Digital Transformation as a Solution for Global Healthcare Problems, de Patrick Eugster

Demographic and social changes are the leading causes of public healthcare spending, a significant issue that affects countries worldwide (WHO,2019). One solution to increasing costs in healthcare is innovation in the form of digital transformation. Digital transformation in healthcare consists of several different digital technologies such as virtual reality tools, wearable medical devices, telehealth, 5G technology, and AI-powered systems (Hermes et al., 2020). The technologies mentioned above enable streamlining physicians’ work, optimizing systems, improving patients’ outcomes, reducing human error, and lowering costs in general (Hermes et al., 2020). Therefore, this article structures digital transformation technologies in healthcare into the Internet of Things (IoT), big data, and artificial intelligence (AI). At last, the adverse effects and an example of digital technologies in the fight against COVID-19 in Brazil are analyzed.

The Internet of Things definition is: “the proliferation of sensors and actuators embedded in everyday things, coupled with the wide availability of high-speed Internet” (Bougouettaya et al., 2021, p.86). The trend of wearable medical devices strongly supports this technology.
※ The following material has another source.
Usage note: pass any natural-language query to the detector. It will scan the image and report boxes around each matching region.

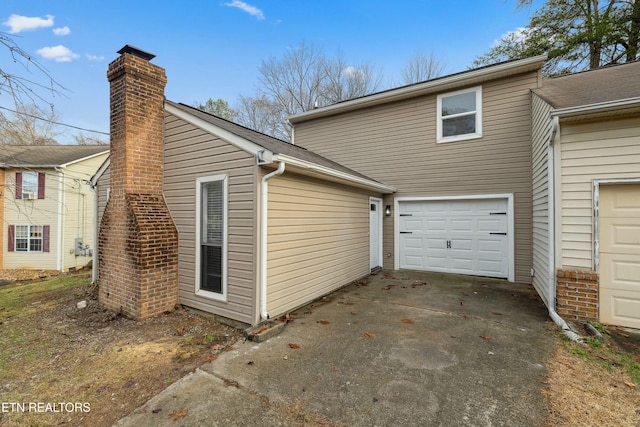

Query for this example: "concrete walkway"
[116,271,554,427]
Heart rate sensors, exercise trackers, sweat meters, and oximeters are just a few examples of new wearable devices. Further, wearable devices enable medical technology companies and public health institutions to track better the well-being of individuals (Haghi et al., 2017). Additionally, patients are encouraged to focus on the prevention of diseases and maintenance of their well-being. Furthermore, the data collected from wearable devices and IoT can help personalize the healthcare experience and provide incentives for individuals.
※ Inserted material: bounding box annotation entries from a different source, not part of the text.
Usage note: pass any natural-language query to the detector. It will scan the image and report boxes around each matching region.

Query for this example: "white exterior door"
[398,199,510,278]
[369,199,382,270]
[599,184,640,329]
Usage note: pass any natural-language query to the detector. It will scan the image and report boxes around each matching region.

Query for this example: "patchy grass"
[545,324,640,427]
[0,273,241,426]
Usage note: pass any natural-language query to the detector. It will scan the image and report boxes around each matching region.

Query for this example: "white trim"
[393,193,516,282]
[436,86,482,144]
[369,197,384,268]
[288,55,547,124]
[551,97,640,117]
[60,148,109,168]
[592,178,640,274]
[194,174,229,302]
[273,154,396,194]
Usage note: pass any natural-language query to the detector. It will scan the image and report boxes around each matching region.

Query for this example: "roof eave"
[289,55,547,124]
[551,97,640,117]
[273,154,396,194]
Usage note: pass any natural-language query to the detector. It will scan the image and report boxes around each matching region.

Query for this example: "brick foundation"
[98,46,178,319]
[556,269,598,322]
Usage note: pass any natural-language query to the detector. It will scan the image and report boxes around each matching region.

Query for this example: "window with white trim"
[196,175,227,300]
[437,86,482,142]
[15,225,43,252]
In the next step, the data collected through IoT flows into the trend of big data. Big data in healthcare commonly refers to electronic health data, which are highly complex and hard to manage. Healthcare data can originate from different sources in the healthcare industry, for example, from clinical data, prescriptions, medical imaging, laboratories, pharmacies, insurances, and many more (Raghupathi, 2014). Healthcare data volumes have grown exponentially within the last years, and the growth is unlikely to slow down (Lv et al., 2020). The effective use of the data available can lead to benefits on an individual level, such as detecting diseases at earlier stages and on public health level: managing population health more quickly and efficiently (Raghupathi, 2014).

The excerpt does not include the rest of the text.